Sometimes I read Georgia car accident appeals cases and I am astounded at the stupidity of some of the claims that plaintiff’s lawyers will bring. This is the legal analysis for a case where the plaintiff was terribly injured and tried to blame the crash on the installation of two new tires on the front two wheels instead of the rear two wheels. This claim would make sense if placing them one axle versus the other left bald tires onboard. But it didn’t. Instead this plaintiff and their lawyer brought suit when the crash happened, wait for it; TWO YEARS AFTER THE TIRES WERE INSTALLED. Come on people, there is a reason the public gets angry with some lawsuits. This is a frivolous case. Now, onto the legal analysis of the interesting part which says that in the right case, the prior owner of a business can maintain responsibility for something happening after they sell if they negligently trained the employee who screwed up. Cool theory.

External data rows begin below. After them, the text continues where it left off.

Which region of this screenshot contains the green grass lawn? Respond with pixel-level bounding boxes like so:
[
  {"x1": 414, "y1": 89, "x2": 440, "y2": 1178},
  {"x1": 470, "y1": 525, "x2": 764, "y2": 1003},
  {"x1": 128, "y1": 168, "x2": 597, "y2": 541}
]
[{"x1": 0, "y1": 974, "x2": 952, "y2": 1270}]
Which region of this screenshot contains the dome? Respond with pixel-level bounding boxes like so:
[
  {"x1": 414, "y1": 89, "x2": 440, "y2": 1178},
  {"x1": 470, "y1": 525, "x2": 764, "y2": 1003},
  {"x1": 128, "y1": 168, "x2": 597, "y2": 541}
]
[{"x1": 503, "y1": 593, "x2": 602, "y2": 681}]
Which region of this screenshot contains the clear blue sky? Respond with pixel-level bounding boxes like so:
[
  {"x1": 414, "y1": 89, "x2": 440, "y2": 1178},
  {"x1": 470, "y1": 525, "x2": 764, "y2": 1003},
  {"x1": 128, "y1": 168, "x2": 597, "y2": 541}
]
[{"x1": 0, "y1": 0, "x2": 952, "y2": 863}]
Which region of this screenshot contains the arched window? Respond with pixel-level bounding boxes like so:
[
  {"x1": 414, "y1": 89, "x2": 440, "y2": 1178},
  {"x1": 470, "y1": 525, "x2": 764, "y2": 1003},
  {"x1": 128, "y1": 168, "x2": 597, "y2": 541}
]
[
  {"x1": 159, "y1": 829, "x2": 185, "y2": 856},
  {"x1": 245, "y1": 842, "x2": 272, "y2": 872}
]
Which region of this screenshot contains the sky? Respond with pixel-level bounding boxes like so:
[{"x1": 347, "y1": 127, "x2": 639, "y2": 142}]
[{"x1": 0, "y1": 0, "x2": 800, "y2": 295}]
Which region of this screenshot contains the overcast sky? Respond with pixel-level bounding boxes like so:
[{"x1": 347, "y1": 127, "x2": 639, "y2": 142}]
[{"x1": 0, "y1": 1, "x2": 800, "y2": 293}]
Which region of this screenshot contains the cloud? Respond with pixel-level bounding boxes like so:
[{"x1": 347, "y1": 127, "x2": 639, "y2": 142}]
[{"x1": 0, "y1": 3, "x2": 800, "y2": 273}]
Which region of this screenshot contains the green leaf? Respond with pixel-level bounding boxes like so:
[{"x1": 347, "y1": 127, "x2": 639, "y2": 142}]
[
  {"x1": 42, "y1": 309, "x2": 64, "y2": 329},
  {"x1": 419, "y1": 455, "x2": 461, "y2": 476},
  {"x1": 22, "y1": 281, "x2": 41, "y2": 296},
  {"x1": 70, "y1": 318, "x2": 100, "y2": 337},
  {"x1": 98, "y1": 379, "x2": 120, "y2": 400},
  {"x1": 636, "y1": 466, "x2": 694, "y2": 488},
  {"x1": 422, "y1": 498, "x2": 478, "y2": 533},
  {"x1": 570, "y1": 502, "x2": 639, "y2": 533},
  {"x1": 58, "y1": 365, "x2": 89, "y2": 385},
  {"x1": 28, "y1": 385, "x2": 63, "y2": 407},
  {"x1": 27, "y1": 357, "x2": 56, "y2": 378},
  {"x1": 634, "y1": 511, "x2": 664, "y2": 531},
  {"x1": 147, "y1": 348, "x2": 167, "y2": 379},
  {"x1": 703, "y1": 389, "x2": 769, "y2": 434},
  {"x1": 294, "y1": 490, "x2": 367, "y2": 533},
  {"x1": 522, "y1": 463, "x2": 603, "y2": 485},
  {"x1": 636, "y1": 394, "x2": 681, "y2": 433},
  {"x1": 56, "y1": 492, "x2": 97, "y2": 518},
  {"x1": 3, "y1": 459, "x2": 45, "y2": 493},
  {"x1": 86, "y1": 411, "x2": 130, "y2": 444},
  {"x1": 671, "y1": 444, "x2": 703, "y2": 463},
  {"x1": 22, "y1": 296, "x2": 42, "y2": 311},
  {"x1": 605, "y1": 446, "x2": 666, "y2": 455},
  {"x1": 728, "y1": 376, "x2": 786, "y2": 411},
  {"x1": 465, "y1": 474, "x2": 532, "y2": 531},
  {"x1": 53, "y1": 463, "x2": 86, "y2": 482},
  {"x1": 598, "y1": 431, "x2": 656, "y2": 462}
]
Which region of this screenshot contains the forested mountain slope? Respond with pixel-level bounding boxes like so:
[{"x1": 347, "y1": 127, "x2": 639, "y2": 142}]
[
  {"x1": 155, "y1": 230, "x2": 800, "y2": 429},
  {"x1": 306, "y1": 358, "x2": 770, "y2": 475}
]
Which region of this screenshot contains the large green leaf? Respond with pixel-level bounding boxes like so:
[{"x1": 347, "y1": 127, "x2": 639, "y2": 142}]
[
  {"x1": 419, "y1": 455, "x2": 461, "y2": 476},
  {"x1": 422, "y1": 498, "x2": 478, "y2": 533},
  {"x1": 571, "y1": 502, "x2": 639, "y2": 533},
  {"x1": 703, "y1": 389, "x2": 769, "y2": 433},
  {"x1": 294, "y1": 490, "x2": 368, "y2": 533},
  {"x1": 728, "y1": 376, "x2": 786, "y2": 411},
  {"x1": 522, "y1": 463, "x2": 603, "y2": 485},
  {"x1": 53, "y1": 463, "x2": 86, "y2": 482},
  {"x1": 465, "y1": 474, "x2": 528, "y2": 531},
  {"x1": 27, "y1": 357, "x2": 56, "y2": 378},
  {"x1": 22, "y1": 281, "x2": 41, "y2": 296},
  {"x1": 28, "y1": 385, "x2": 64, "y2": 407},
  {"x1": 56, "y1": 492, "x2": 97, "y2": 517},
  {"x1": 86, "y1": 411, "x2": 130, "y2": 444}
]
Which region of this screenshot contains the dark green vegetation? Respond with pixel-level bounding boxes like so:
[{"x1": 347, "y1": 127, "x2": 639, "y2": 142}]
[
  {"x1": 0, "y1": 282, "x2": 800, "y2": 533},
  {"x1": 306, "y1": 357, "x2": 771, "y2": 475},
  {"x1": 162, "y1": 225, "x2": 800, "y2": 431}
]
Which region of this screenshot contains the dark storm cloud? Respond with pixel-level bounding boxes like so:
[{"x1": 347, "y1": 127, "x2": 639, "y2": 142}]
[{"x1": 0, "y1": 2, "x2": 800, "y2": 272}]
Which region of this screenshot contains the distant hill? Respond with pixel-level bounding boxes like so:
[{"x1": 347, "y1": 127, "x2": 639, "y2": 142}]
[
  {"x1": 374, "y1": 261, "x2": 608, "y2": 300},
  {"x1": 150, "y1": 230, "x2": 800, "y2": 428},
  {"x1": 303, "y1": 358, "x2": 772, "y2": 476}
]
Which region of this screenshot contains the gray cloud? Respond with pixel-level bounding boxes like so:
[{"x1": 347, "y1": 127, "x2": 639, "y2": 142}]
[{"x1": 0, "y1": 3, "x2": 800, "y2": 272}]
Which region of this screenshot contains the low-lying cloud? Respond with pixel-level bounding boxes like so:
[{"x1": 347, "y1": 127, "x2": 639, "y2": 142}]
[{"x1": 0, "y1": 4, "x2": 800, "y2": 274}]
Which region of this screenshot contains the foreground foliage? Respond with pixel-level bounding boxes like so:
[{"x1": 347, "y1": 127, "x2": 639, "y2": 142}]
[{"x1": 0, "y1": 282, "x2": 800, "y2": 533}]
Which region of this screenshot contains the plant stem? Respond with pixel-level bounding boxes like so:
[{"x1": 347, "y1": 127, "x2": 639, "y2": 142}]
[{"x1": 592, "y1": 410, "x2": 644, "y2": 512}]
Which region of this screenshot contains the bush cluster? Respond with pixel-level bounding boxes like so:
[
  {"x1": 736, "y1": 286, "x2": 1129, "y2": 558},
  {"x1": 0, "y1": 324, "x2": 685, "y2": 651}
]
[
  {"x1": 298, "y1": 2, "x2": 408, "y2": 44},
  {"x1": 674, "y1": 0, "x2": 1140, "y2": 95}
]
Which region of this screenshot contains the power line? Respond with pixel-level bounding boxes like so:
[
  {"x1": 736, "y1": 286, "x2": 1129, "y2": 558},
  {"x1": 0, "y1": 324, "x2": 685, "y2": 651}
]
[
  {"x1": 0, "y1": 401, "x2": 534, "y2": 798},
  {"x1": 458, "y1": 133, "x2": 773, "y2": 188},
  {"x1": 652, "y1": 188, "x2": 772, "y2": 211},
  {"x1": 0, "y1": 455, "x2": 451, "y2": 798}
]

Georgia law places a duty on employers to ensure that their employees are properly trained and supervised. However, although the duty to reasonably train employees is well-established, the other doctrinal limitations imposed on negligence liability continue to play a significant role in confining the viability of many claims. For instance, in a recent decision, Edwards v. Campbell, the Georgia Court of Appeals reaffirmed the importance of causation in limiting the reach of negligence claims.
Edwards started on April 14, 2011, when the plaintiff’s grandmother took a trip to Campbell Tire Company (“CTC”). CTC had originally been owned and operated by Edward Campbell, but Campbell sold the company to Lanham Enterprises, LLC in April 2009. In an asset purchase agreement executed in conjunction with this sale, Campbell agreed to provided 60 days of training to Joel Lanham, the owner of Lanham Enterprises, LLC, who had no prior experience in the tire business. At the time of sale, it was Lanham’s understanding that the CTC employees had been there for a long time and had been primarily trained by Campbell. During the course of the aforementioned training, Campbell told Lanham that when a customer only purchases two new tires, the tires should be placed on the front axle, and Lanham believed this to be normal industry practice.